Well this is where the benefit of DDI if done correctly could shine through. Each book you buy and get the online version of, if the PDFs are interactive each power could be clicked on to bring up the printable card version of it.


----------



## jodyjohnson (Feb 26, 2008)

I don't see WotC doing that for all the 3rd party crunch.

It's one of those good ideas that falls through the cracks inevitably like the Dungeon Supplements.  At some point someone decides their time would be better used elsewhere and the whole thing becomes an almost was.


----------



## Fallen Seraph (Feb 26, 2008)

Though I imagine if they do push the DDI they will keep that going for the whole course of 4E atleast when it comes to WoTC books. Perhaps if they open it up to 3rd Party as well, the 3rd Party could make their own PDFs with the cards.

Hell, do we even know if 3rd party books are included in DDI?


----------



## boolean (Feb 26, 2008)

Cadfan said:
			
		

> There's no need for cards for your basic attacks.  I'll be putting them all on one sheet of paper, maybe the character sheet if it fits.  I make my own character sheets anyways.  I don't see a reason to use cards per se if the ability doesn't get used up, and if its always available (if you can know 10 at will abilities, but only use 3 per day, then they need cards, but not otherwise).



I'd still use cards for "At Will" abilities. Sure, you've got them on your character sheet, but having them available as cards as well means you have all your abilities in one place. You're not looking in two different places to see what you can do.

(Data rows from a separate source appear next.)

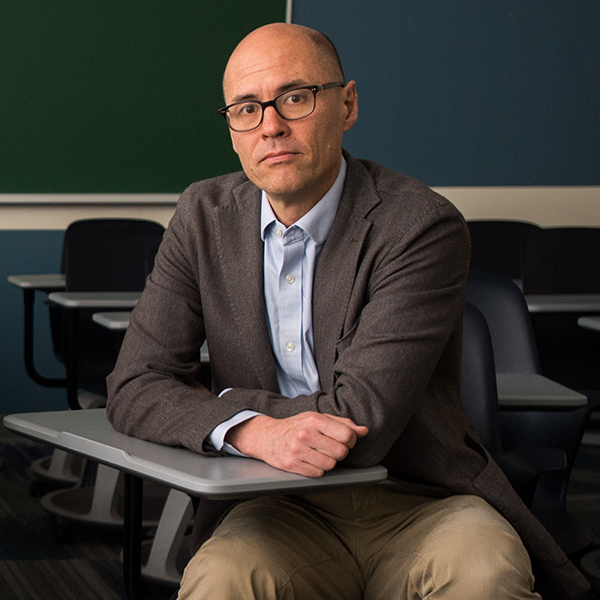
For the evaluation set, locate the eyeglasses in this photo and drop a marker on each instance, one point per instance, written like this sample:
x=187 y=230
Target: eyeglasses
x=291 y=105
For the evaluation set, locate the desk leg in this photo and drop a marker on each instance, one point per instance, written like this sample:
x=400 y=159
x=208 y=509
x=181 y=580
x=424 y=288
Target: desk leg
x=71 y=319
x=28 y=301
x=132 y=536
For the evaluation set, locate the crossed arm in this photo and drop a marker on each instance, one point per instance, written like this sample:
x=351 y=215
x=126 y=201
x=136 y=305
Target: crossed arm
x=309 y=443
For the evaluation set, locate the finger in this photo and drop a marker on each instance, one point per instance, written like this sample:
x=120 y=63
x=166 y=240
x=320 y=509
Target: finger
x=359 y=430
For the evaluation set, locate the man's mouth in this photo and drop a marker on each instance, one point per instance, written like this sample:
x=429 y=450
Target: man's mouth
x=279 y=156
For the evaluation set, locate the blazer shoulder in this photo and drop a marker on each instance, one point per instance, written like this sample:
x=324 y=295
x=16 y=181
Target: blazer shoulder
x=215 y=192
x=404 y=200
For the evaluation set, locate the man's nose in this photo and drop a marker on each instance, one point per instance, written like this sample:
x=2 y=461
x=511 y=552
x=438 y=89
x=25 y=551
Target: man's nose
x=273 y=123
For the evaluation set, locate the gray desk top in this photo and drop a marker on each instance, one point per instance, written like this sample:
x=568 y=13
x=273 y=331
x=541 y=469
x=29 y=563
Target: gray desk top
x=116 y=321
x=543 y=303
x=39 y=282
x=88 y=432
x=530 y=390
x=589 y=323
x=95 y=299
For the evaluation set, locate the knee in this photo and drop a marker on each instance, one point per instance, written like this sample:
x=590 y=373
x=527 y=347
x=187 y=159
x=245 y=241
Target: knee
x=231 y=569
x=477 y=551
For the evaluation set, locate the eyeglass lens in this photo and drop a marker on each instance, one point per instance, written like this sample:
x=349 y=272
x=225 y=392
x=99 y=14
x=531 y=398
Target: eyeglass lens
x=294 y=104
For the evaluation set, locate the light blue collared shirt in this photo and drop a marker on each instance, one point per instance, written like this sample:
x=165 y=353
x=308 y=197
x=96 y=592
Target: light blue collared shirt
x=290 y=260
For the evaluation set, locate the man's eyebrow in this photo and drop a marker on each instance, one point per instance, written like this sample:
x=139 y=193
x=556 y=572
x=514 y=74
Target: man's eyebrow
x=290 y=85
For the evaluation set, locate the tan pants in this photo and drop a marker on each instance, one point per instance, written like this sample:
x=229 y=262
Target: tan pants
x=371 y=543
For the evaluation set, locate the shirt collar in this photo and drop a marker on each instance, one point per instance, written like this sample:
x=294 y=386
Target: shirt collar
x=318 y=220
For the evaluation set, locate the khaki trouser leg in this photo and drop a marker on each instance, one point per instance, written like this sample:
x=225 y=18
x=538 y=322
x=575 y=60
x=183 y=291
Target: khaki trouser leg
x=272 y=548
x=373 y=543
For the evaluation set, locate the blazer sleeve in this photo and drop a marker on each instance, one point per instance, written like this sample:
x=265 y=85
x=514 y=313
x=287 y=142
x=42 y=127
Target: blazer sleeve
x=397 y=361
x=397 y=354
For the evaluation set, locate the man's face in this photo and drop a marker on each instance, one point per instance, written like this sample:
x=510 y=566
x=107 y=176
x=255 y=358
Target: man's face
x=291 y=160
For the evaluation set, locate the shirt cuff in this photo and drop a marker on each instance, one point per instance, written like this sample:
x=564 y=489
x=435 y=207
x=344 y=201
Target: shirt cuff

I'd also use different coloured borders for each card based on the type of ability: Green for "At Will", orange for "Per Encounter" (my first instinct was yellow, but orange would probably look better), and red for "Per Day".


----------



## Xyl (Mar 7, 2008)

Don't forget to make it easy to distinguish standard, move, and minor actions.


----------



## breschau (Mar 7, 2008)

Wormwood said:
			
		

> Of course---and I agree with you.
> 
> But since this scheme _only _exists in the fertile imaginations of forum posters, I wouldn't lose any sleep over it.




Psst. You forget that the poster that brought this idea up on the forum has the same type of mind as Those That Shall Not Be Named (i.e. a gamer mentality).

I'm all over 4th when it ships. Buying a PHB set of power cards would be cool. I sure as hell don't want "rarity" in play though. And I have to agree that if it becomes another collectible, I'm out.


----------



## Kzach (Mar 7, 2008)

What would be really nice is if the PDF's available on DDI are formatted in a way that makes it easy to print out on cardstock and cut out for use in the game.


----------



## CinnamonPixie (Mar 24, 2008)

Devyn said:
			
		

> The idea of class power decks (for wizards and other classes) seems a perfect fit for how WotC is developing the future of D&D.  I can easily see how limited or rare powers might become even "collectable".  Great marketing possibilities.




This doesn't equate to a good thing for the gamers though. Imagine if your wizard has attained one of these rare powers, do you (as a player) want to have to buy dozens upon dozens (or more) randomly assorted $8 "booster packs" of powers cards until you get the ONE CARD you really want/need - or often just as expensive and just as bad, but generally a lot faster; do you want to have to be forced to pay much higher than the price of the card from a booster or card set to get the "rare" card b/c some price guide marks it as more valuable just because its collectible?! 

I think that's a large part of why D&D Miniatures aren't doing quite so well for the average gamer (not counting the minis gamer, naturally). To get a horde of skeletons (how else do you ever really see skeletons - and various other "en masse" monsters- anyway?) you have to buy them at more than $1.00 a piece (b/c they're in an older, no longer produced, set) or buy several "boosters" of the set(s) they were released in - often at much higher than originally marked prices b/c they're no longer made - and they're tagged as "collectibles" so they limit the numbers of them made and jack the price up. This HURTS gamers that just want to use them for their D&D games - as they don't give a hoot about collecting them as collectibles. A nice tagged "unlimited release" of all the most common things (and even some of the less common ones - if anything miniatures companies have proven that the more variety in figures you have for players and GM's to choose from to represent characters, monsters, NPC',s etc the better!- then D&D minis players and collectors would have their limited series and be happy and RPG table-top gamers could get what they want cheaply and still line the ridiculously wealthy pockets of the folks at WotC and Hasbro and everyone would be happy. 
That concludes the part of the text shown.